Samochody służące do przewożenia zmarłych na cmentarz muszą być duże i pojemne. Pozostałe wartości mają drugorzędne znaczenie – przynajmniej teoretycznie.
W praktyce stanowią także ważny element całej ceremonii. Niektórym zależy, by ich bliska osoba odbyła ostatnią podróż w luksusowych warunkach, jakkolwiek to brzmi w tej sytuacji. Tak czy inaczej, ten Mercedes-Benz CLS Karawan stanowi dla nich słuszny wybór.
Można założyć, że osobie zmarłej i jej duszy jest na tym etapie wszystko jedno, ale pamiętajmy, że rodzina ma prawo podchodzić do pogrzebu w sposób zgodny z jej sumieniem. Nic więc dziwnego, że niektórzy starają się bardziej, niż inni.

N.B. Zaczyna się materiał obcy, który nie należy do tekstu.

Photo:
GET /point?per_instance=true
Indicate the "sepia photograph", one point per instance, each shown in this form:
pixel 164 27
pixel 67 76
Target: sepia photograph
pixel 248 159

Mercedes-Benz CLS Karawan – ostatnia podróż premium
Dysponując odpowiednią gotówką można skorzystać z usług zakładów pogrzebowych, które oferują nieco wyższy poziom aniżeli konkurencyjne firmy. Czy to ma sens? Pamiętajmy, że w takich momentach człowiekiem rządzą emocje, zazwyczaj te najbardziej bolesne. Lepiej więc uniknąć oceniania.
Niemniej jednak, skoro jest popyt, to musi być podaż. Mercedes-Benz CLS Karawan wydaje się naprawdę prestiżowym środkiem transportu – nie tylko dla zmarłego, ale też pracowników zakładu pogrzebowego. Należy w tym miejscu zaznaczyć, że projekt bazuje na najnowszej generacji tego modelu.

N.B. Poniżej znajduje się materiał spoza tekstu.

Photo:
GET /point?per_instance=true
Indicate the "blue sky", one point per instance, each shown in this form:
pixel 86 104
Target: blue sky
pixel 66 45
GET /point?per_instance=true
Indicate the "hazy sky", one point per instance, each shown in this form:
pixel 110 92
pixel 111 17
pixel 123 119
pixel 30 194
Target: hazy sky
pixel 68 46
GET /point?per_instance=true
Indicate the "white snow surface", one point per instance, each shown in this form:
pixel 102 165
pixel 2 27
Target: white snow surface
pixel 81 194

Wbrew pozorom, mimo zaburzonych proporcji, niemiecki karawan prezentuje się ekskluzywnie. Jego nadwozie zostało wyraźnie powiększone, co poskutkowało wyższą linią dachu, większymi przeszkleniami. Widać także wydłużony rozstaw osi.

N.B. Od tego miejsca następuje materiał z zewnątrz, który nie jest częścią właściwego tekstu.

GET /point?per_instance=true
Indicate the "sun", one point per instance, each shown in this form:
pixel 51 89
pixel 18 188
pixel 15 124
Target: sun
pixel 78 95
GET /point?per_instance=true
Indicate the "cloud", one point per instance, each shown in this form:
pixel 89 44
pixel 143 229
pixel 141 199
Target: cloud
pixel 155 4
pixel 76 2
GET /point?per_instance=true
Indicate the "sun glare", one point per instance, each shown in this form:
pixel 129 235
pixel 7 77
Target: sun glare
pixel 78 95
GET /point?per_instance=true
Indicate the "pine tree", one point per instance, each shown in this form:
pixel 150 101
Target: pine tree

>Rolls Royce Ghoster. Śmiertelnie luksusowa, ostatnia podróż
Warunki, w których przewożona jest trumna są absolutnie topowe. Materiały wykończeniowe zastosowane w tej strefie to skóra i aluminium. Jest tu także oświetlenie nastrojowe, którego barwę można dopasować do oczekiwań rodziny. Dzięki mechanizmowi wysuwania specjalnego blatu, łatwiej umieścić i zabezpieczyć trumnę.
Za projekt odpowiada firma Biemme, która ma w swojej flocie również Rolls-Royce’a Ghosta, którego pieszczotliwie nazwała „Ghoster”. No cóż, brzmi adekwatnie do sytuacji.
W pewnym sensie jest to także jedno z ostatnich pożegnań CLS-a, który nie doczeka się nowego wcielenia. Według nieoficjalnych informacji, ma zastąpić go inny model. Trzeba więc uzbroić się w cierpliwość.